We hope you will join us for the next AEG Southern California meeting of 2024. The meeting will be on Tuesday, April 9th at Zin Bistro Americana in Westlake Village with a presentation by Hans Hoek.

DATE: Tuesday, April 9, 2024

SPEAKER: Hans Hoek, PG, CEG, PhD.
Byer Geotechnical

TOPIC: "The use of photogrammetry (digital photo stitching) in engineering geology"

PLACE: Zin Bistro Americana
32131 Lindero Canyon Rd #111
Westlake Village, CA 91361

DATE/TIME: Tuesday, April 9, 2024
6:00 pm Networking / Happy Hour
7:30 pm Presentation

COST: $45 per person with reservations in advance for AEG members, $50 without reservations (at the door), FREE for students with a valid student ID and current AEG Student membership, the Student Membership is FREE as well, so join and get a free dinner.

RESERVATIONS: Please email Robert Woodford (aka Bob) at:

The speaker will be Hans Hoek, PG, CEG, PhD. (Byer Geotechnical).

In my talk, I will go over some of the basics of photo stitching, but mainly show examples of photo models of faults in borings and trenches (the Santa Monica Fault in Westwood); trenches without faults (Hollywood); shored excavations (fault verification during construction); things you can see in test pits; and some interesting outcrops. I am a low-tech guy, I don’t have a drone, I use a simple camera with a flash and wifi (Olympus Tough), and use home-made devices to lower my gear into a boring. I am still working to improve things: record camera positions, get even lighting, increase the depth range, etc. My dream is to develop a set-up and methodology for mapping borings that is relatively (!) quick and easy to use for anyone.

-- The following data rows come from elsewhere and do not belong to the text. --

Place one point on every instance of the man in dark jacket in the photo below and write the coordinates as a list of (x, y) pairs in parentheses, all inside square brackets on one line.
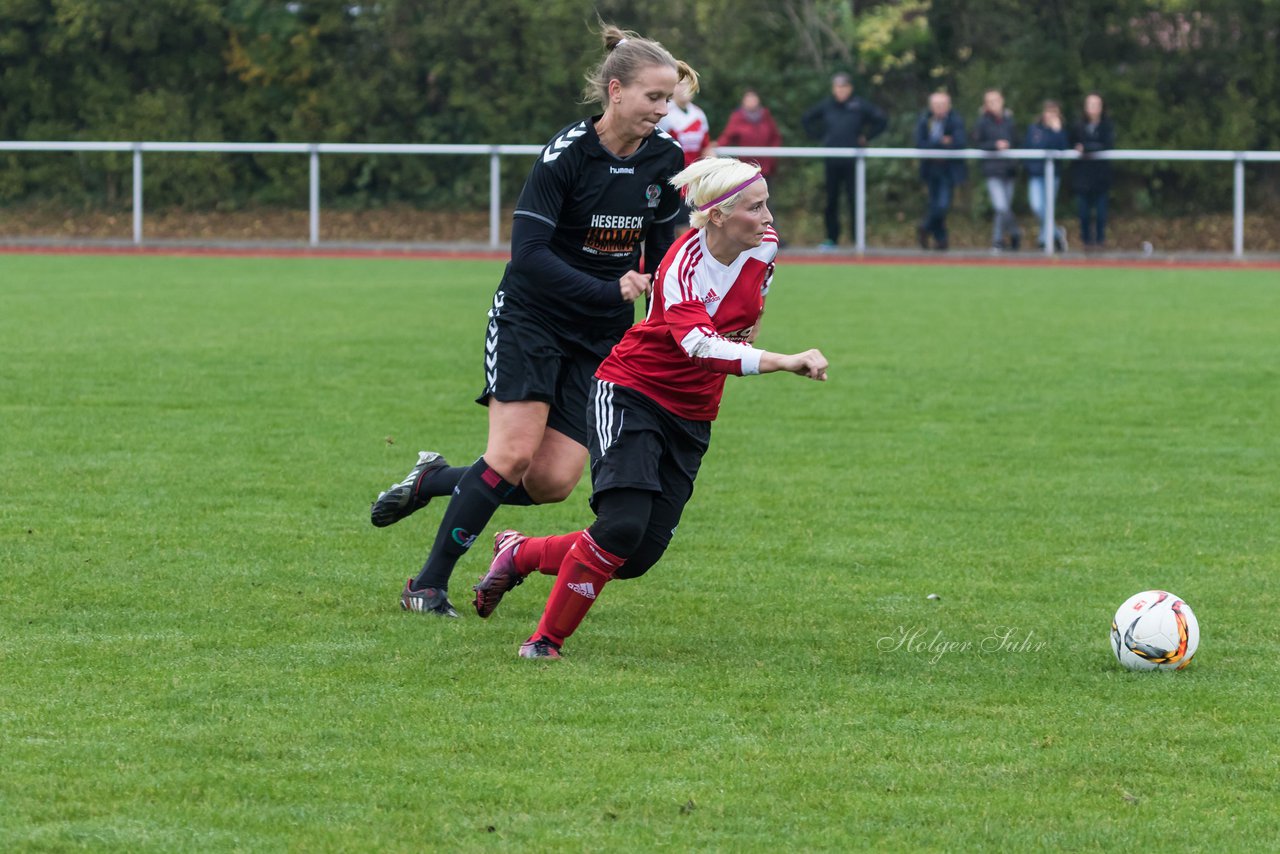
[(995, 131), (940, 128), (1091, 179), (842, 122)]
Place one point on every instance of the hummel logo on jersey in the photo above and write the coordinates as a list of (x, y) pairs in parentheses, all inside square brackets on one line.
[(583, 589), (557, 146)]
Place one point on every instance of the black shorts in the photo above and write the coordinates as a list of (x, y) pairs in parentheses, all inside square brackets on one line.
[(528, 359), (638, 444)]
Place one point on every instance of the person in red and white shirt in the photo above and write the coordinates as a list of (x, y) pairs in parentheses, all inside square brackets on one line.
[(688, 124), (654, 398)]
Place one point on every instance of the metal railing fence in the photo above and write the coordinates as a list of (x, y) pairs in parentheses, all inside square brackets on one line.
[(860, 155)]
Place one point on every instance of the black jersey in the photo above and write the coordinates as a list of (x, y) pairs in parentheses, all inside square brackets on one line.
[(600, 206)]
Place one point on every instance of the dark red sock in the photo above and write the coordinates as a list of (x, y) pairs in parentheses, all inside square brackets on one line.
[(584, 572), (544, 553)]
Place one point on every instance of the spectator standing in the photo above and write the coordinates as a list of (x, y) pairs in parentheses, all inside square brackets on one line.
[(1091, 179), (1048, 133), (940, 127), (752, 124), (995, 131), (842, 122)]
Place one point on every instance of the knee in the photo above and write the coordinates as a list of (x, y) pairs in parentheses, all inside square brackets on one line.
[(649, 552), (621, 534), (548, 488)]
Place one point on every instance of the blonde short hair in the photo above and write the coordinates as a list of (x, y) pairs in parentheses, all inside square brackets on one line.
[(626, 55), (711, 178)]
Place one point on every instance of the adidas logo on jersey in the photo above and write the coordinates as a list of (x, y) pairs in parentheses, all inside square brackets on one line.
[(583, 589)]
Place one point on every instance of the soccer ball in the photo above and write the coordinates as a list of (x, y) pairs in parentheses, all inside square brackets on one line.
[(1155, 630)]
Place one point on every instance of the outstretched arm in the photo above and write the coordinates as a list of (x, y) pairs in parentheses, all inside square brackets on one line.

I have been taking pictures in borings and test pits at least since 2009. I learned early that a picture from a digital camera with a flash can show you much more than what you can see directly in a boring or test pit. Also, especially in a test pit or a boring, your visibility is extremely limited, you can at best maybe see seven feet of half of a boring at any given time. To get an overview you need to take overlapping photos. I spent many hours making mosaics "by hand" by warping pictures in a drafting program.

In 2016 I did a fault study on Sycamore Street in Hollywood. Boring and CPT data indicated there was some anomaly so we dug a trench. The anomaly turned out to be a channel in the older alluvium. This was the first time I used photo stiching to map a trench. I had just become aware of the photo stitching technology, I think from a 2015 USGS report of a fault trench in Frazier Park. I read a paper about using photogrammetry on archeology digs, which introduced me to Photoscan, now Metashape from Agisoft LLC, which is the software I have been using since. If you take pictures with enough overlap and dump them in the program, it will figure what goes where.

Perhaps the main thing to learn was how to take pictures with enough overlap. Overall I have spent more frustrating hours (nights, weeks, months?) trying to match “chunks” in Agisoft than I have mosaicking “by hand”. If it works it is fantastic. You end up with an incredibly detailed model, with pixels that are mapped on a 3D surface, basically at the resolution of the original pictures. Since most of the time the camera is within several feet of the edge of the boring (trench, test pit), the resolution is great, even with a relatively simple camera. You see things you could never have seen when you were in there. You learn the value of cleaning the whole trench or boring. When done correctly you can measure dimensions and planar orientations, often better than in the boring.

This will be the subject of my talk: how I take photos in test pits, trenches and borings, what are some of the pitfalls, how I stitch them together, and how I have used them in our reports.
Speaker Biography
Hans Hoek pursued his studies at Utrecht University in the Netherlands, culminating in a degree equivalent to a Masters in Structural Geology, with a field area focus in Switzerland, and minors in Petrology, Computer Science, and Materials Science. His academic journey continued as he earned a Ph.D. in Structural Geology, also from Utrecht University, with his thesis centered on the Mechanics of Mafic Dike Emplacement based on three summers of fieldwork in the Precambrian of the Vestfold Hills, Antarctica, with the Australian Antarctic Research Expeditions.

Following the completion of his Ph.D., Hans spent nine years in Australia, where he balanced a part-time post-doc position at the University of Melbourne with his role as an outdoor tour guide. In 2003, he relocated to California, and by 2005, begun his tenure at The J. Byer Group, now known as Byer Geotechnical. Despite lacking prior training in engineering geology, Hans adapted swiftly, learning on the job. He found himself drawn to the engineering aspects of his work, particularly in areas such as slope stability, retaining wall calculations, kinematic analysis, and wedge failure calculations.

Presently, Hans employs a 3D approach in his work, utilizing a DEM based on the LARIAC elevation data. He develops his own vector-based programs to analyze the forces acting on potential blocks in the terrain, considering both topography and geologic structure. This enables him to determine the minimum support required, whether it be shoring, retaining walls, or soil nail systems, to achieve the necessary factor of safety.

Four guiding principles motivate Hans in his professional endeavors: (1) if something is worth doing, it's worth doing well; (2) it’s ok to question the way things are done; (3) keep all your notes and take many pictures since (4): you don’t know how or when information that seems irrelevant at the time can come in handy later (serendipity).